Bugün Adalet Partisi yok.
Bu ne demek?
Merkez sağın en güçlü siyasal temsil merkezi yok oldu demek. Tabir yerinde ise demokrasinin yuvası dağıtıldı.
MHP var ama yok.
MHP ideolojik temsil gücünü AKP'ye eklemlemiş, kendi fikrini geliştirip güçlendirecek yerde "Sünni ümmetçi", "ihvancı" selefiye eğilimli kadroların peşinde sürükleniyor. Hâlbuki 9 Işık doktrini, günün şartlarına uygun olarak güncellenebilir ve yeniden dirilişin fikir dinamikleri yapılandırılabilirdi. Bunu yapacak kadrolar vardı MHP'de. Her alanda yetişmiş onlarca üniversite hocası var. Bu kadrolar nitelikli bir çalışmayla ortaya milliyetçi-ülkücü tezler koyabilirdi…

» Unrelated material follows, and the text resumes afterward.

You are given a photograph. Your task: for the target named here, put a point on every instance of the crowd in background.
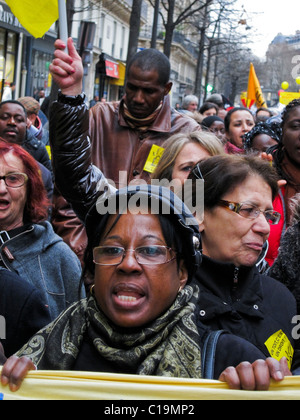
(238, 269)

Milli Selamet Partisinin ezilmesinin yarattığı boşluk AKP'yi doğurdu. Adalet Partisi ve Milli Selamet Partisi'nin ezilip yok edilmesiyle ANAP, 28 Şubat sonrasında da AKP kuruldu. Böylece Türk siyaseti, gelişimini tamamlayamadı. Darbe alan siyasi partilerin olaylar içinde pişerken, tarihsel birikim ve tecrübe oluşturmasına fırsat verilmedi. Darbeyle ezilip yok edildi. Bunun sonucu olarak da Türk siyaseti içinde bulunduğumuz süreçte kimlik karmaşası yaşıyor.
4 - 12 Eylül, "politik etkisizleştirme" amacıyla, genç kitleyi duyarsız hale getirdi.
5 - 80 darbesi, Türk Ordusuna insanlık suçu işletti. Sağcı solcu birçok insan hapishanelerde işkence gördü. İnsanların geleceğini kararttı.
6 - Anayasal düzeni bozdu. Kendisi yeniden bir anayasal düzen inşasına yöneldi. Getirdiği hukuk düzeniyle (özellikle geçici maddelerle) darbenin varlığını anayasal meşruiyetin parçası haline getirdi.
7 - Yeni medya kurumları oluşmasına neden oldu.
8 - Türkiye'nin çıkarına olmayan (örneğin Yunanistan'ın NATO'ya girmesi gibi) ikili anlaşmalara imza attı.